DD species in marine systems seem to be most relevant around the world’s coastlines, as well as around temperate to tropical islands and atolls, but less relevant in international waters (Fig. 3a). For instance, we found an increase in average PE score by more than 20% once DD were considered alongside DS species in e.g., the Gulf of Mexico, the Caribbean and south America’s Atlantic coast (Fig. 3a). Even in biodiversity-rich regions the average PE score increased another 10% to 15% due to the extant DD species, such as in the Gulf of Guinea and South-eastern Asian seas.
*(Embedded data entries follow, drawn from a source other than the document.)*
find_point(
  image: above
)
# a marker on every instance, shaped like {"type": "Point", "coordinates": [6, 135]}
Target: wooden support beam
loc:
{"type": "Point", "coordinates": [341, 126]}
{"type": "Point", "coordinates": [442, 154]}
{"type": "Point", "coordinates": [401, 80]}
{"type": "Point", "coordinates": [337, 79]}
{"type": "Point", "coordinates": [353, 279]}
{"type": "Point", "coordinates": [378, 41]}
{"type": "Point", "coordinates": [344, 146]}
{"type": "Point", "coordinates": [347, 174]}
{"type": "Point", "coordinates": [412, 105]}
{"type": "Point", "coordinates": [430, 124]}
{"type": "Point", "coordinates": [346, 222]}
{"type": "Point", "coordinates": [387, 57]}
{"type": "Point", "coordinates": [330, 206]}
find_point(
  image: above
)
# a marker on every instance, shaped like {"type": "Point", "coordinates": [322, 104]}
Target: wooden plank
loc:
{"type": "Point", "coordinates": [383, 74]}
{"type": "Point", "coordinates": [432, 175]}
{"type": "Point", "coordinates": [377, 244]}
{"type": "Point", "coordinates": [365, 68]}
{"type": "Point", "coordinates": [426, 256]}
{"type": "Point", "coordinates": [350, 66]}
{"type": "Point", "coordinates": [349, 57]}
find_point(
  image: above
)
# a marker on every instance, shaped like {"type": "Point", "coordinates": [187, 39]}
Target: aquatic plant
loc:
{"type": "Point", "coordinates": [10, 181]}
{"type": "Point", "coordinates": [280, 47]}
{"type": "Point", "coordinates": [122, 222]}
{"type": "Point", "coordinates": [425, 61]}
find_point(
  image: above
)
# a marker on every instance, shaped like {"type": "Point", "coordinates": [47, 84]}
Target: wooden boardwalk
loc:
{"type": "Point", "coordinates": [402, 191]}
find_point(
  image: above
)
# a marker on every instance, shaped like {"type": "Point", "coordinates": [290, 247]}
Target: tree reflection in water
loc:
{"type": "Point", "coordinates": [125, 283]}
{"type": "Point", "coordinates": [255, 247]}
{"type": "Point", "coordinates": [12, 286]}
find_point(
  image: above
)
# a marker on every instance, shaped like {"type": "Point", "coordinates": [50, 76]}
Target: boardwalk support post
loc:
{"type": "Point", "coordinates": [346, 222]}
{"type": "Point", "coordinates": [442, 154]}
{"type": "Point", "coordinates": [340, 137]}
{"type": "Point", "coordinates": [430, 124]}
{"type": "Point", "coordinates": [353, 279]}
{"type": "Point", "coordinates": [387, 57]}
Here, numerous DD reef forming corals, sharks, rays, chimaeras, and marine fish species seem to be particularly relevant for a timely and expert-based threat assessment (Supplementary Figs. 3, 6). In contrast, including DD species did not change or even lowered the average PE score in large parts of international seas (Fig. 3a). Although marine biodiversity as we know it today is richest in coastal waters⁴⁹, these results should be interpreted with caution because the underlying range maps for many marine species can be too coarse⁵⁰, which may be especially true for DD species in international seas.
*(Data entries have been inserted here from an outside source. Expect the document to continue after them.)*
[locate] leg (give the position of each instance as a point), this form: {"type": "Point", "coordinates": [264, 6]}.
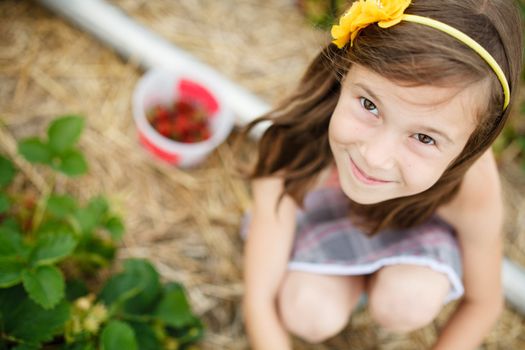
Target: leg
{"type": "Point", "coordinates": [403, 298]}
{"type": "Point", "coordinates": [315, 307]}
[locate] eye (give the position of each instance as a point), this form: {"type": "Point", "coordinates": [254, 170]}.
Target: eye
{"type": "Point", "coordinates": [368, 105]}
{"type": "Point", "coordinates": [425, 139]}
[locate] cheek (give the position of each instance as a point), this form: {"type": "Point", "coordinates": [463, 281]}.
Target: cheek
{"type": "Point", "coordinates": [343, 128]}
{"type": "Point", "coordinates": [421, 176]}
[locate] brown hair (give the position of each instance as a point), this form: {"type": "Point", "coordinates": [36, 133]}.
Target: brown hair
{"type": "Point", "coordinates": [296, 147]}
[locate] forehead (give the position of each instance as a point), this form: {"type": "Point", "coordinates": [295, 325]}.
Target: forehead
{"type": "Point", "coordinates": [454, 108]}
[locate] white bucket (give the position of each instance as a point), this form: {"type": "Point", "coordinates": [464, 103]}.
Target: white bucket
{"type": "Point", "coordinates": [164, 87]}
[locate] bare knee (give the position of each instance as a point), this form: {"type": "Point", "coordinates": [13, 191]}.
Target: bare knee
{"type": "Point", "coordinates": [402, 305]}
{"type": "Point", "coordinates": [313, 313]}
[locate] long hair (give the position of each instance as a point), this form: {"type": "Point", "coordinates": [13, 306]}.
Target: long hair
{"type": "Point", "coordinates": [295, 147]}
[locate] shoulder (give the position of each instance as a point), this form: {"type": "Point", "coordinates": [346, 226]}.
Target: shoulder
{"type": "Point", "coordinates": [478, 205]}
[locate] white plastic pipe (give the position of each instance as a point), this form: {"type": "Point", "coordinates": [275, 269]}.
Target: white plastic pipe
{"type": "Point", "coordinates": [130, 39]}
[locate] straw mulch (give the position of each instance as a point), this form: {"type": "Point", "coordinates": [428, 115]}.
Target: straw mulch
{"type": "Point", "coordinates": [185, 221]}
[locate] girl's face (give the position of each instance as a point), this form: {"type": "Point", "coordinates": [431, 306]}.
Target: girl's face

**Fig. 3: Data Deficient species change conservation priorities.**

Furthermore, DD species on land (i.e., strictly non-marine species) seem to have the potential to regionally boost the conservation relevance in most of the world’s megadiverse countries⁵¹. Across Central to South America, we found a widespread increase of 10% to 20% in average PE score when including DD in addition to DS species (Fig. 3b). Notably, often only few taxonomic groups accounted for most of the observed increase in average PE score (Supplementary Fig. 6). For instance, the addition of predicted scores for DD amphibians, reptiles, mammals, rays and other freshwater groups in large parts of South America resulted in a widespread increase in average PE score, including for example the Amazon basin, the tropical Andes, the Atlantic Forest and Cerrado. However, these estimates are based on limited taxonomic groups and may be different if spatially explicit range maps for more taxa were available (e.g., plants).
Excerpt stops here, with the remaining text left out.